The tenth alpha release of Apache Groovy 5.0.0 delivers bug fixes, dependency upgrades and improvements that support: method references and method pointers in annotations; and the use of multiple @Requires
, @Ensures
and @Invariant
annotations, located in the groovy-contracts
package, that enable class-invariants, pre- and post-conditions. More details on this release may be found in the release notes.
Similarly, the release of Apache Groovy 4.0.23 features bug fixes and dependency upgrades. More details on this release may be found in the release notes.
Project Reactor
The sixth milestone release of Project Reactor 2024.0.0 provides dependency upgrades to reactor-core 3.7.0-M6
. There was also a realignment to version 2024.0.0-M6 with the reactor-netty 1.2.0-M5
, reactor-pool 1.1.0-M5
, reactor-addons 3.6.0-M2
, reactor-kotlin-extensions 1.3.0-M2
and reactor-kafka 1.4.0-M1
artifacts that remain unchanged. Further details on this release may be found in the changelog.
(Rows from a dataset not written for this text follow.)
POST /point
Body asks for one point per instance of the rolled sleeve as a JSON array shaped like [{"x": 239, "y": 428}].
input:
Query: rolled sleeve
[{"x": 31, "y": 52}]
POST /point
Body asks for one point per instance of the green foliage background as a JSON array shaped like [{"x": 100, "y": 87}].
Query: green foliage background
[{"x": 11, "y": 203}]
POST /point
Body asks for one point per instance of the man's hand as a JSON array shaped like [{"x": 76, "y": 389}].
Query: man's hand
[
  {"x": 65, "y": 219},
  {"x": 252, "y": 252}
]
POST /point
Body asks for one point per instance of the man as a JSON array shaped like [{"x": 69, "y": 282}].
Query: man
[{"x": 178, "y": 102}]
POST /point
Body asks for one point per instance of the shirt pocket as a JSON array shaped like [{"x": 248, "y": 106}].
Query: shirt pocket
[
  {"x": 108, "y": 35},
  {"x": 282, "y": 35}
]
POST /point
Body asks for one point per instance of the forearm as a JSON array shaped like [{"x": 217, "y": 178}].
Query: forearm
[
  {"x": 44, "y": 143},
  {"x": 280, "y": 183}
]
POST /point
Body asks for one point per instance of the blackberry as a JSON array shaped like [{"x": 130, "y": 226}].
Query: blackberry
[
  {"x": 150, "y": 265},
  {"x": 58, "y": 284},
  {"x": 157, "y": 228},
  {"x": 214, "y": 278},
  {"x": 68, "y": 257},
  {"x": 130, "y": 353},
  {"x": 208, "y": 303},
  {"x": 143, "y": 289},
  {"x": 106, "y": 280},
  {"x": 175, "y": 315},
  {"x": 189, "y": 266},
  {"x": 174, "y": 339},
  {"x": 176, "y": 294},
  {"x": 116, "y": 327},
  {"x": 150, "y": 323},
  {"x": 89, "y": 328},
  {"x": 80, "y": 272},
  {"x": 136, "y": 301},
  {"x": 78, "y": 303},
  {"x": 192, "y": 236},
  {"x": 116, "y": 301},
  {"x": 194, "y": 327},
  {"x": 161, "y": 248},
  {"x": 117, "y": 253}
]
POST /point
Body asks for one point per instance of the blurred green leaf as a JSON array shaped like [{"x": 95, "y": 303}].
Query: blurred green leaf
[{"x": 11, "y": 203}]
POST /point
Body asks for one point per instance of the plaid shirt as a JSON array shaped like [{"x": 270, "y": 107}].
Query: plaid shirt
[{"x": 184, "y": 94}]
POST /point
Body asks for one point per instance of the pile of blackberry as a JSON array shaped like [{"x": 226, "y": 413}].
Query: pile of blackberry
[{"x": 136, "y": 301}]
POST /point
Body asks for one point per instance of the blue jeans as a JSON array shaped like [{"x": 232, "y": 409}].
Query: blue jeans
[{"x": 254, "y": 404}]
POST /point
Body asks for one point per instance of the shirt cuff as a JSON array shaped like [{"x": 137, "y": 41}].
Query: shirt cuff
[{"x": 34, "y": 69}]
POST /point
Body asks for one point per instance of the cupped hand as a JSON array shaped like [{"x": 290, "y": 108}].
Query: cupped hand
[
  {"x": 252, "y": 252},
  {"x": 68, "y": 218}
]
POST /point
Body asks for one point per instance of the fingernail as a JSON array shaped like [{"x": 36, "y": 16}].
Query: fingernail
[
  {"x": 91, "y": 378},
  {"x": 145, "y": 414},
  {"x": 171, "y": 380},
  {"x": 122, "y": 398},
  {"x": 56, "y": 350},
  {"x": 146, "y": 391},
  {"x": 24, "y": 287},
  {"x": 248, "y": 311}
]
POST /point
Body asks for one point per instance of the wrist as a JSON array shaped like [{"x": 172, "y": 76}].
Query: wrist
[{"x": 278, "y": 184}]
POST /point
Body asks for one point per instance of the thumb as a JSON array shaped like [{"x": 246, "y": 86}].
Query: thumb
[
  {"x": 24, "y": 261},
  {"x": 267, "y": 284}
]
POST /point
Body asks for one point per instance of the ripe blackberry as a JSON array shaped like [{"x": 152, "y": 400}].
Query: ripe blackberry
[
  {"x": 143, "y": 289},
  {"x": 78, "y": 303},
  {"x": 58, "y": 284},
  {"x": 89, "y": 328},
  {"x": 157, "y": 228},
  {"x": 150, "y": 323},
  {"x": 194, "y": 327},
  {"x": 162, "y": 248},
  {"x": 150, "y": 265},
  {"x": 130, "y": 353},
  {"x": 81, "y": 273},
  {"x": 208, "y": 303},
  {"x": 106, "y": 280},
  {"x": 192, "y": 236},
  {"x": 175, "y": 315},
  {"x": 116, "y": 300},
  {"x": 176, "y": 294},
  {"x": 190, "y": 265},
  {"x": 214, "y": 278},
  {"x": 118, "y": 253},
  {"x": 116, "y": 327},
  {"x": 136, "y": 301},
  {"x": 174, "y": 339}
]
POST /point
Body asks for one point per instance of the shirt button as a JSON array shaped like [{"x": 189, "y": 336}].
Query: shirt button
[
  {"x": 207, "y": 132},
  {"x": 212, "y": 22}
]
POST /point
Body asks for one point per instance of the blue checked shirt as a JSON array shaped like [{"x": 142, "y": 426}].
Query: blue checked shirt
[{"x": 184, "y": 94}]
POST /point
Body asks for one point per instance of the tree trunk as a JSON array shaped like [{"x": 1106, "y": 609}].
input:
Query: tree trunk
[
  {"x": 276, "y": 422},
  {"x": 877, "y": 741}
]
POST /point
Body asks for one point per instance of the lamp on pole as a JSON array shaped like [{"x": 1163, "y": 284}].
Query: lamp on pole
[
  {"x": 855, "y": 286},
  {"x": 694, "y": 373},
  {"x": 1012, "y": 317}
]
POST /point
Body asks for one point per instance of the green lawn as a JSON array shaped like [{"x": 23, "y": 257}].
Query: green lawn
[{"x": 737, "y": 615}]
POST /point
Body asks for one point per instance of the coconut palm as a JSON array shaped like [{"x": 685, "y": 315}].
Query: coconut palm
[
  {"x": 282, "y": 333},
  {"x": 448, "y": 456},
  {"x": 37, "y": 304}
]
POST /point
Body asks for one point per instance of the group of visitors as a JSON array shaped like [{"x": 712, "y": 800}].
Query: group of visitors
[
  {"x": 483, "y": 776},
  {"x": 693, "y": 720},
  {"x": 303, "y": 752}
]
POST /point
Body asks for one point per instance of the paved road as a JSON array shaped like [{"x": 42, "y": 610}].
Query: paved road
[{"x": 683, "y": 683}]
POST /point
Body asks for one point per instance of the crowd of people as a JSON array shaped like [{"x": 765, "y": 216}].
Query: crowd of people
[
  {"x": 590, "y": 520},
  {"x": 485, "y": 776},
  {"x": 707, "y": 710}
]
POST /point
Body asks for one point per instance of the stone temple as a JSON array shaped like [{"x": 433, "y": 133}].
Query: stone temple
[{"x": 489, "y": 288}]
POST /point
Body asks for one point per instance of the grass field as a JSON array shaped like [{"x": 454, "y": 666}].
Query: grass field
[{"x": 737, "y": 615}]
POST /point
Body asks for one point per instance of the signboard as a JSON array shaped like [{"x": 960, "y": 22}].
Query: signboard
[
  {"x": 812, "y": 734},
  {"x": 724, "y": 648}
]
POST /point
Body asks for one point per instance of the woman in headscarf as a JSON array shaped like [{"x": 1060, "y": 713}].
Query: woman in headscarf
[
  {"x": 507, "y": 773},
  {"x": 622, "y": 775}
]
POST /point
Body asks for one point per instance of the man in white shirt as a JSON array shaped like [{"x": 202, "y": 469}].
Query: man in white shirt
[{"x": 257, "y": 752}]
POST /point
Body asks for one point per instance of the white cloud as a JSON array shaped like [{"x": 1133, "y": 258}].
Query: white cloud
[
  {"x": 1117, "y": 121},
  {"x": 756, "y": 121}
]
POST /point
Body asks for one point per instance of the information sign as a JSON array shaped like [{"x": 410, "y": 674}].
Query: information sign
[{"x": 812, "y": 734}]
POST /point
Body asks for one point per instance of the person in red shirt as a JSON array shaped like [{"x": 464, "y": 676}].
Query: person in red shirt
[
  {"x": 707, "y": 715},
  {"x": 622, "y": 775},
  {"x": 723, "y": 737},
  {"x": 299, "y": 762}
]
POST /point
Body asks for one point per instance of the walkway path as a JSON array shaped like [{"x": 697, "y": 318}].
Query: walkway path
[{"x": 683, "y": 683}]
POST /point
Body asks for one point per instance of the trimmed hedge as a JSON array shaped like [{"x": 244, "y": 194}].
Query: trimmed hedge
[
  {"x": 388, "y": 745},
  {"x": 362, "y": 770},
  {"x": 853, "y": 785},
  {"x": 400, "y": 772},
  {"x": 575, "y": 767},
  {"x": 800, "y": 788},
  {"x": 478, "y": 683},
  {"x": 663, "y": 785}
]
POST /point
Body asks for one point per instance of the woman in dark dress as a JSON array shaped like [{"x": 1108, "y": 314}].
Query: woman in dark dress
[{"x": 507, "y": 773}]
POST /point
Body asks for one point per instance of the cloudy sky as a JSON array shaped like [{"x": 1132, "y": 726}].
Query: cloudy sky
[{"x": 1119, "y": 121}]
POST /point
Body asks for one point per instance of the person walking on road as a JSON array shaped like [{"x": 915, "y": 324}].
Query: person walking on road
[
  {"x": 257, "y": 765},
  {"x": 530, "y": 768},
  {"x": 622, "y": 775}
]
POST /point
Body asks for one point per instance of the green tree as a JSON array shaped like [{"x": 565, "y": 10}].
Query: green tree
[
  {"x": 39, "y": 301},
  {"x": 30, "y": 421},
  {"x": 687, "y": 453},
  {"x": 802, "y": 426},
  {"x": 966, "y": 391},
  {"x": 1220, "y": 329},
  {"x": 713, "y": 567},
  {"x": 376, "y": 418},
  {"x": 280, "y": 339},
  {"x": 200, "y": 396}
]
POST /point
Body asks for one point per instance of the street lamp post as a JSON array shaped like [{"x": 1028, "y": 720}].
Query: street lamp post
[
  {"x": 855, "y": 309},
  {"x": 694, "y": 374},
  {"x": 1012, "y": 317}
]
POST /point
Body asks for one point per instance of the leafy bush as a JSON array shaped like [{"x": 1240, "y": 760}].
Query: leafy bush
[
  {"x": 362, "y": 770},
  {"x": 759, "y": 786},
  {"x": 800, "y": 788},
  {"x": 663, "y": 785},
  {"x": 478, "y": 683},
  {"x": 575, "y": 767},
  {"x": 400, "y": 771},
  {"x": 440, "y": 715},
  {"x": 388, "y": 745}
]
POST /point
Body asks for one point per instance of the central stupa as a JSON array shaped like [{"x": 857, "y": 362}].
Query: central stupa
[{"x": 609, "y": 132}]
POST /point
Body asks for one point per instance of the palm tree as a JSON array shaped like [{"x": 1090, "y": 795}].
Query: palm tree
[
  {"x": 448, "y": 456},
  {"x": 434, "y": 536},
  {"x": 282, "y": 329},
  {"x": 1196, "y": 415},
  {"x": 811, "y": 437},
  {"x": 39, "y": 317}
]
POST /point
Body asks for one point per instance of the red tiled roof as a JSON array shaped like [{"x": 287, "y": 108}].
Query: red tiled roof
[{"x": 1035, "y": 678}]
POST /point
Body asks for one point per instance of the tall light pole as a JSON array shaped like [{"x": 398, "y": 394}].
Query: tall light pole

Next, Project Reactor 2023.0.10, the tenth maintenance release, provides dependency upgrades to reactor-core 3.6.10
. There was also a realignment to version 2023.0.10 with the reactor-netty 1.1.22
, reactor-pool 1.0.8
, reactor-addons 3.5.2
, reactor-kotlin-extensions 1.2.3
and reactor-kafka 1.3.23
artifacts that remain unchanged. More details on this release may be found in the changelog.
Finally, Project Reactor 2022.0.22, the twenty-second maintenance release, provides dependency upgrades to reactor-core 3.5.20
and reactor-netty 1.1.22
and reactor-pool 1.0.8
, reactor-addons 3.5.2
and reactor-kotlin-extensions 1.2.3
. There was also a realignment to version 2022.0.22 with the reactor-kafka 1.3.23
artifacts that remain unchanged. Further details on this release may be found in the changelog. This version is also the last in the 2022.0 release train as per the OSS support schedule.
Piranha Cloud
The release of Piranha 24.9.0 delivers notable changes such as: TCK updates in the Piranha Core Profile to support a number of Jakarta EE specifications (Jakarta Annotations 2.1.1, Jakarta Dependency Injection 2.0.2, Jakarta JSON Binding 3.0.0, etc.); and updates in their Arquillian adapter for improved deployment and un-deployment, and expose the ability to set the HTTP port and JVM arguments. Further details on this release may be found in their documentation and issue tracker.
JHipster
The release of JHipster Lite 1.18.0 delivers bug fixes, improvements in documentation, dependency upgrades and new features/enhancements such as: a new class, OpenApiContractApplicationService
, part of a new API that checks for backwards incompatible changes to OpenAPI contracts; and a refactor of the vue-core
module for improved testing. There was also removal of deprecated code that may cause a breaking change. More details on this release may be found in the release notes.
JBang
Version 0.118.0 of JBang provides bug fixes and a new linuxdistro
provider that searches a developer's /usr/lib/jvm
folder to detect JDKs that have already been installed. More details on this release may be found in the release notes.
JetBrains Ktor
The first release candidate of Ktor 3.0.0 delivers bug fixes and new features such as: support for Kotlin 2.0.0; an improved staticZip
utility that watches for changes and reloading of ZIP files; and support for handling HTTP errors. More details on this release may be found in the release notes.
Gradle
Gradle 8.10.1, the first maintenance release, provides resolutions to issues: a performance degradation with version 8.10.0 due to dependency resolutions with detached configurations; an instance of the LifecycleAwareProject
class is equal, via the equals()
method, to an instance of it corresponding DefaultProject
class, but not the other way around; and Gradle validating isolated projects when the configuration cache is disabled. More details on this release may be found in the release notes.